ロングラン公演だからこそ、四者四様の主人公を見比べて! 大いに笑って大いに泣ける! 誰でも楽しめるエンターテイメント時代劇

 2012年に朝比奈文邃が旗揚げしたエンターテイメント時代劇の一座「ざ☆くりもん」。時代劇をベースとしつつ、幅広い年齢層に分かりやすく、大いに笑って大いに泣けるハートフルコメディを届けているカンパニーだ。
 「ざ☆くりもん」による今作品は『六道追分』(ろくどうおいわけ)。鬼アザミ清吉は子分の粂次郎、伊助、三吉とともに世を騒がせる盗賊だったが、狙うは汚い守銭奴ばかり。さらに奪った宝を庶民に配る痛快な犯行に、一味はいつしか江戸庶民に人気の「義賊」になって――という物語。
 この『六道追分』は、第一期(2025年4月5日〜27日)、第二期(同年4月30日〜5月11日)、第三期(同年5月13日~25日)、第四期(同年5月27日~6月8日)以降、第八期(8月3日 大千穐楽)までロングラン公演が予定されている。

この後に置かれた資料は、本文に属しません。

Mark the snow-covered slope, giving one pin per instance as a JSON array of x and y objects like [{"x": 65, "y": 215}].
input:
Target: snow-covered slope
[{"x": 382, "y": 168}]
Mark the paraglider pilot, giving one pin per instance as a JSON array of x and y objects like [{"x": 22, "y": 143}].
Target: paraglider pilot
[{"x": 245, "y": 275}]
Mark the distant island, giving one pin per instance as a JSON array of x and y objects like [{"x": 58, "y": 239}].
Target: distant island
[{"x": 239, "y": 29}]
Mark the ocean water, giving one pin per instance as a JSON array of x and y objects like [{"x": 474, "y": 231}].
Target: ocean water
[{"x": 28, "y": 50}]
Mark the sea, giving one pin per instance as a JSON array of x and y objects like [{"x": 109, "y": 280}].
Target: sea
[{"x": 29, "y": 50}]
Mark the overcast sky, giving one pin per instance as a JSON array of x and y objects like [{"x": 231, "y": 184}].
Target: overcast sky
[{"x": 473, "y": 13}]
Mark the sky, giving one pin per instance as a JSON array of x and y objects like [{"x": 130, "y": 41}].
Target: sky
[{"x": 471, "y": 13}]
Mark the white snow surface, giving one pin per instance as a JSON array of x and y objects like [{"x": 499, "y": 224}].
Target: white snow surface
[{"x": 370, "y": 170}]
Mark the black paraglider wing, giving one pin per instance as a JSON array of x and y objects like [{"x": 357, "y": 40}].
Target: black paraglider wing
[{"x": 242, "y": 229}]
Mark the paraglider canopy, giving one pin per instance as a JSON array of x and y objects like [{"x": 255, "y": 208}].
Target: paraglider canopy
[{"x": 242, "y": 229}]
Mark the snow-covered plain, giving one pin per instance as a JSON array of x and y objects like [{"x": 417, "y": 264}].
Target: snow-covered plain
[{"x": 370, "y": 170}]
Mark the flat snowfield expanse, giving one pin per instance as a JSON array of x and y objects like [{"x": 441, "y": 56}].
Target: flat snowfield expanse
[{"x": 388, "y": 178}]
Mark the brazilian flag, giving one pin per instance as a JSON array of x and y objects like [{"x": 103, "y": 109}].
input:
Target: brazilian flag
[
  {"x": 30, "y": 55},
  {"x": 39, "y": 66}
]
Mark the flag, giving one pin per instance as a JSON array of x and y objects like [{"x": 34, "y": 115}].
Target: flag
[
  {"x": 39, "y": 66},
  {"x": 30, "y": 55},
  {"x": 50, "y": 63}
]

今回は第一期~第四期それぞれの期間で、主人公の清吉を演じる山田拓未、瀬戸啓太、きたつとむ、河合健太郎に出演にあたっての思いや、本作の見どころを聞いた。


―――なかなか取材の現場で同じ役を演じる4名が揃うこと自体が珍しいのですが(笑)、今回の出演にあたっての意気込みから教えていただけますか?

山田拓未(以下、山田)「僕は第四期まで出るので、果たして、終演する半年後には生きているのかどうか……(笑)。舞台以外のお仕事で、2〜3ヶ月のロングランという経験はあるんですけど、舞台では初めて。いろいろ大丈夫かなと心配ですが、もう走り切ります!」

河合健太郎(以下、河合)「僕はくりもんさんの『冥途遊山』の稽古中に今回の出演オファーをいただきました。すごく稽古が楽しいな、いい現場だなと思っているときにオファーをいただいたので、二つ返事で出演したいですと言いました。またくりもんさんとご一緒できるのはすごく嬉しいです」

瀬戸啓太(以下、瀬戸)「今回、声をかけていただいたとき、「ざ☆くりもん」の作品が続いていることは知っていたんですけど、観たことがなかったので、正直どんな感じなのかなと思っていたんです。でも今回、前に共演経験のある(山田)拓未さんが僕のことを推薦してくれたみたいで……! 拓未さんともまたご一緒したいという気持ちもあったので、楽しみにしています」

きたつとむ(以下、きた)「僕も今回のお話をいただいたのは、くりもんさんの『冥途遊山』に出演しているときでした。そのときに座長の拓未さんの姿を見ていたから、拓未さんと肩を並べて主演をやるというプレッシャーを一番に感じましたね。もちろん、健ちゃん(※河合さんの愛称)や瀬戸さんも同じ役を演じられるということで、自分なりに届けられるものを全力で届けたいと思いました」

―――みなさんが演じる清吉という役についての印象を教えてください。

山田「セリフにもあるんですけど、生きているのか死んでいるのかがよく分からない役なんですよ。その違和感のようなものを表現するのは結構難しいだろうなと思っています。加えて、貫禄やカリスマ性がある人物なので、それをどう表現しようかなとも考えています。とにかく演じがいがありそうですね」

河合「盗賊の話なので、逃げる道中が結構描かれているんですね。楽しいシーンが多い中で、人に追われていつ捕まるか分からないハラハラ感をどうやって出せばいいのかなと悩んでいまして……それで、僕はちょうど今、脱獄犯のドラマ『プリズン・ブレイク』を見ているので、何か参考になるかなと(笑)。とにかく頑張って逃げたいと思います!」

瀬戸「清吉はカリスマ性があるけれど、少し子どもっぽいというか、頑固だったり、固執したりする部分があると思っています。自分も年齢を重ねてきて、ついつい大人っぽくやってしまいがちなんですが、その辺のバランスは考えていきたいですね」

きた「役の印象は……ちょけられない(ふざけられない)(笑)。まだ稽古をしていないし、僕は第三期目に演じるので、今の印象と全然違うかもしれないですけど、清吉は清吉なりに自分の姿を探している気がするんですよね。盗賊団の前で見せる姿もあれば、ヒロインに対して見せる姿も、自分の本心もある。その辺の見せ方の違いが出せたらいいなと思っています。今まで自分は分かりやすくまっすぐな役が多かったので、今回はちょっとミステリアスな部分も醸し出せるように演じていきたいです」

―――四者四様な清吉になりそうですね! やはり他のキャストの方の演技は影響するのでしょうか?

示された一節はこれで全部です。